R.I.P., Jon Hendricks

A giant passes, at 96. That happened on the 22nd, but it's a sign of the onslaught of other news that I only happened to hear today.

Some obits, from Guardian and NPR.

I hadn't known about his World War II experience, described by the Washington Post. It certainly is of a piece with how black soldiers were treated—
Drafted into the Army... Mr. Hendricks served in France after the Normandy invasion. But his most harrowing wartime experiences came from mistreatment by white soldiers in his own army, he recalled more than six decades later to Lee Ellen Martin, a University of Toledo graduate student writing a thesis on the singer. Mr. Hendricks said U.S. military police officers fired at him and other black soldiers they suspected of consorting with French women.

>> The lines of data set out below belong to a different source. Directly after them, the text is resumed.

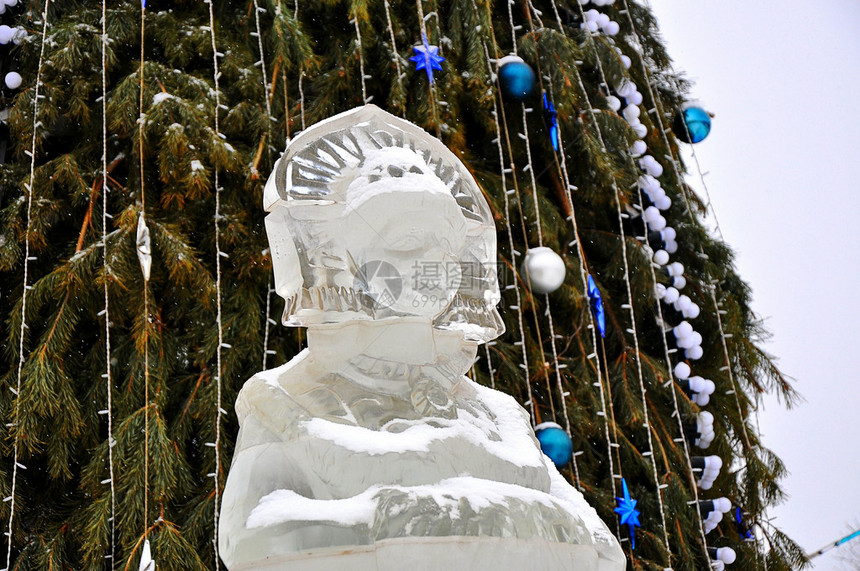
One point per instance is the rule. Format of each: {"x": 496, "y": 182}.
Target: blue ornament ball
{"x": 555, "y": 443}
{"x": 516, "y": 78}
{"x": 692, "y": 124}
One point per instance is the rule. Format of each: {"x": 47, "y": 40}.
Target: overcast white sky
{"x": 783, "y": 77}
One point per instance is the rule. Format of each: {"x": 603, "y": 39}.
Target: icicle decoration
{"x": 146, "y": 561}
{"x": 264, "y": 74}
{"x": 631, "y": 308}
{"x": 216, "y": 75}
{"x": 144, "y": 253}
{"x": 530, "y": 169}
{"x": 107, "y": 273}
{"x": 144, "y": 247}
{"x": 29, "y": 188}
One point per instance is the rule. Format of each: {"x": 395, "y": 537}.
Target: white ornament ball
{"x": 683, "y": 329}
{"x": 683, "y": 303}
{"x": 724, "y": 505}
{"x": 675, "y": 269}
{"x": 693, "y": 311}
{"x": 694, "y": 353}
{"x": 626, "y": 88}
{"x": 18, "y": 35}
{"x": 672, "y": 247}
{"x": 13, "y": 80}
{"x": 709, "y": 389}
{"x": 631, "y": 111}
{"x": 543, "y": 270}
{"x": 613, "y": 103}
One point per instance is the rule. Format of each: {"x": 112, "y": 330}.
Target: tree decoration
{"x": 516, "y": 78}
{"x": 596, "y": 303}
{"x": 146, "y": 561}
{"x": 13, "y": 80}
{"x": 543, "y": 270}
{"x": 628, "y": 513}
{"x": 551, "y": 117}
{"x": 427, "y": 58}
{"x": 144, "y": 247}
{"x": 692, "y": 124}
{"x": 555, "y": 443}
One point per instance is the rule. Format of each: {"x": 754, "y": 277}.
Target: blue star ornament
{"x": 597, "y": 306}
{"x": 551, "y": 117}
{"x": 629, "y": 514}
{"x": 427, "y": 58}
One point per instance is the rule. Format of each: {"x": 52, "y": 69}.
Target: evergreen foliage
{"x": 313, "y": 66}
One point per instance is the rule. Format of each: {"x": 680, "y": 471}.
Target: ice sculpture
{"x": 371, "y": 450}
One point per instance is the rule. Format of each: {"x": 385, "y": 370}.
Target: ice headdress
{"x": 370, "y": 217}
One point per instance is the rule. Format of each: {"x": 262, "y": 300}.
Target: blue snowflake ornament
{"x": 427, "y": 58}
{"x": 596, "y": 306}
{"x": 551, "y": 117}
{"x": 629, "y": 514}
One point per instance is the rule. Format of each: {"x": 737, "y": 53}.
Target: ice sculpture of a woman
{"x": 371, "y": 450}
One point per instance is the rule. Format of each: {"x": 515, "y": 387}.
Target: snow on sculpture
{"x": 370, "y": 450}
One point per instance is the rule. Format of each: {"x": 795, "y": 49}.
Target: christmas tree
{"x": 137, "y": 282}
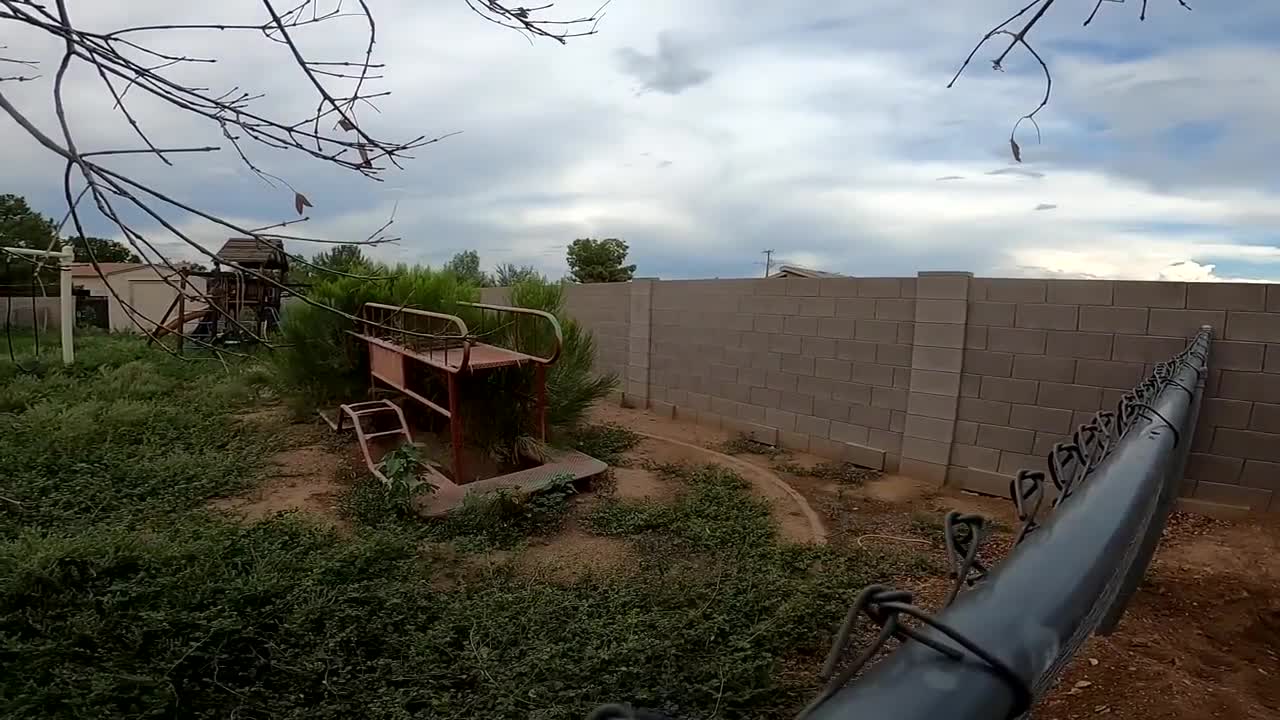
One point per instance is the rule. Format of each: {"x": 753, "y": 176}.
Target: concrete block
{"x": 1253, "y": 499}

Out of fear, the black soldiers fled their unit. As a battalion clerk with access to military papers, Mr. Hendricks said he requisitioned a car and two trucks, loaded with gasoline, food and other supplies. He and the other African American soldiers sold the goods on the black market for several months before they were arrested and charged with "desertion in the face of the enemy."

"What enemy?" Mr. Hendricks said he responded. "You mean the white military police firing on us?"
He spent nearly a year in custody, before being returned to the front.